Ando aqui num dilema


Agora que, a propósito dos Panama Papers, já falei nas vítimas dos offshores, já deixei informação de como passar informação para quem dela pode fazer bom uso e já trouxe para a nossa companhia o bom do João Vuvu e a sua mulher a dias entretidos numa prosa muito didáctica sobre pichas* (sic), partilho convosco um dilema que me traz aporrinhada.



Contextualizo. Não conheço pessoalmente praticamente ninguém que tenha um blog. Por isso, não posso testemunhar aquilo que se diz que muitas pessoas, ao escreverem, criam personas que pouco têm a ver com o que são na realidade. Ouço dizer que se apresentam como belas, elegantes e muito felizes e que, regra geral, são criaturas feias, baças, solitárias, tristes. Ou que se armam em desenvoltas e desempoeiradas e, ao vivo, são umas atadas, enjoadas, pouco entusiasmantes. Se isso é a regra, não sei.

Mas sei que, quando aqui escrevo, ou ficciono descaradamente e fica claro que estou a contar histórias inverosímeis ou, então, sou a escrever o que sou ao vivo.

Não faz parte da minha natureza ser hipócrita ou vendedora de banha da cobra. Se mantenho o anonimato, como já algumas vezes o disse, é apenas porque, trabalhando num grande grupo, não quero que as opiniões que aqui manifesto a título meramente pessoal se possam confundir com o que sou a nível profissional. Era o que me faltava que alguém andasse a dizer 'olha o que ela diz, trabalhando onde trabalha...' ou que os meus colegas se benzessem 'Jasus, c'a ganda maluca' e nunca mais me levassem a sério. Nunca transportei a minha profissional para dentro da minha vida pessoal nem vice-versa e não é agora, aqui, que me vou arriscar a que alguém as misture. Talvez não tivesse mal nenhum mas eu é que me sentiria limitada e não me passa pela cabeça sentir-me condicionada enquanto aqui escrevo.
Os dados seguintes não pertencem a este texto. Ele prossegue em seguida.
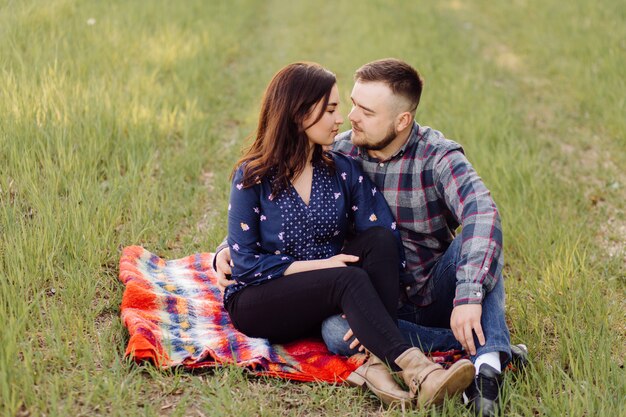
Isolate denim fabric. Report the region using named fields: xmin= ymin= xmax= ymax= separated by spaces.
xmin=322 ymin=314 xmax=462 ymax=356
xmin=322 ymin=236 xmax=511 ymax=366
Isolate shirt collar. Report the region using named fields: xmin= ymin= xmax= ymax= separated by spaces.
xmin=357 ymin=121 xmax=420 ymax=162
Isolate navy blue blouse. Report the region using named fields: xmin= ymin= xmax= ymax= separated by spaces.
xmin=224 ymin=152 xmax=404 ymax=300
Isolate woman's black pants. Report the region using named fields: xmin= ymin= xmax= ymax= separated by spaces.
xmin=226 ymin=227 xmax=411 ymax=369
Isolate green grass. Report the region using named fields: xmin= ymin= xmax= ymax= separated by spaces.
xmin=0 ymin=0 xmax=626 ymax=416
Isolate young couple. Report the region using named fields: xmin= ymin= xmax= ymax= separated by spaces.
xmin=215 ymin=59 xmax=511 ymax=415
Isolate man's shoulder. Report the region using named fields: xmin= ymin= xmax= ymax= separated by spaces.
xmin=417 ymin=126 xmax=464 ymax=157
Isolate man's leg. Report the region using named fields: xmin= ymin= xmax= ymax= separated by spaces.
xmin=322 ymin=314 xmax=462 ymax=356
xmin=398 ymin=237 xmax=511 ymax=365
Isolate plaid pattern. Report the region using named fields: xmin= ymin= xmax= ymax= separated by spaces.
xmin=334 ymin=123 xmax=504 ymax=306
xmin=120 ymin=246 xmax=462 ymax=383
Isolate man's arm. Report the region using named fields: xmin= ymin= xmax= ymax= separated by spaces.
xmin=434 ymin=151 xmax=503 ymax=307
xmin=213 ymin=243 xmax=236 ymax=292
xmin=435 ymin=151 xmax=503 ymax=355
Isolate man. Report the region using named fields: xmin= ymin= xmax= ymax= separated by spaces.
xmin=217 ymin=59 xmax=511 ymax=415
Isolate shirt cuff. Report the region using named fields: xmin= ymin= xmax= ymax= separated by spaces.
xmin=454 ymin=282 xmax=485 ymax=307
xmin=213 ymin=239 xmax=228 ymax=272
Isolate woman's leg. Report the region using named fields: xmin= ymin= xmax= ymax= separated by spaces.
xmin=226 ymin=267 xmax=411 ymax=367
xmin=341 ymin=227 xmax=400 ymax=321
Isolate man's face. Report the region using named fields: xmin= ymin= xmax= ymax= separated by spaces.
xmin=348 ymin=81 xmax=397 ymax=150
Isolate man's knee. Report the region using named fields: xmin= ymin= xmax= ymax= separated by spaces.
xmin=322 ymin=314 xmax=358 ymax=356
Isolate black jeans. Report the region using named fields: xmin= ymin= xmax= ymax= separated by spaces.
xmin=226 ymin=227 xmax=411 ymax=369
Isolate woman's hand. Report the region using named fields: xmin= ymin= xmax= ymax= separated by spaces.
xmin=285 ymin=253 xmax=359 ymax=275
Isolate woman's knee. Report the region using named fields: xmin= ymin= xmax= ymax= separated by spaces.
xmin=337 ymin=266 xmax=370 ymax=289
xmin=363 ymin=226 xmax=399 ymax=256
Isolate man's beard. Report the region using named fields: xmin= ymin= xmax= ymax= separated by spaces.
xmin=353 ymin=124 xmax=398 ymax=151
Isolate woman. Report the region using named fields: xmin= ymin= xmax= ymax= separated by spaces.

No entanto, os meus filhos, a minha nora e o meu marido lêem o que escrevo e, portanto, diariamente ficam pasmados ou atrapalhados ou assustados ou divertidos -- ou confirmam aquilo que já sabiam. E nunca, em todo este tempo, acharam que eu estava a dar uma ideia falsa de mim ou que eu tinha distorcido a realidade. Ou seja, testemunham directamente que não engano ninguém ao escrever.

Mas tenho que confessar que, por saber que os meus filhos me lêem, volta e meia modero o volteio, abrando a maluqueira, controlo o desbragamento. Só em relação a eles, não ao meu marido que ele já me conhece de ginjeira, já não se admira com nada. Pelo contrário, quando às vezes temo ter pisado o risco, fico surpreendida por ele encolher os ombros, achar que não tinha nada de mais. Provavelmente, já está vacinado, já nada o deixa chocado. Mas, em relação aos meus filhos, não quero que se sintam incomodados (se calhar, volta e meia, ficam mas, enfim, há muito tempo que já devem ter percebido que não é por eu ser mãe deles que vou deixar de ser como sou e, portanto, se ficam é apenas ao de leve e também já devem estar mais do que vacinados)

Só que acontece agora uma coisa que me anda a deixar dividida.

A minha mãe nunca quis ter um telemóvel dos mais recentes, queria um simples, com teclado e poucas funções. Temia baralhar-se e querer fazer uma chamada e andar ali a dar ao dedo e não deslizar em cima do sítio certo.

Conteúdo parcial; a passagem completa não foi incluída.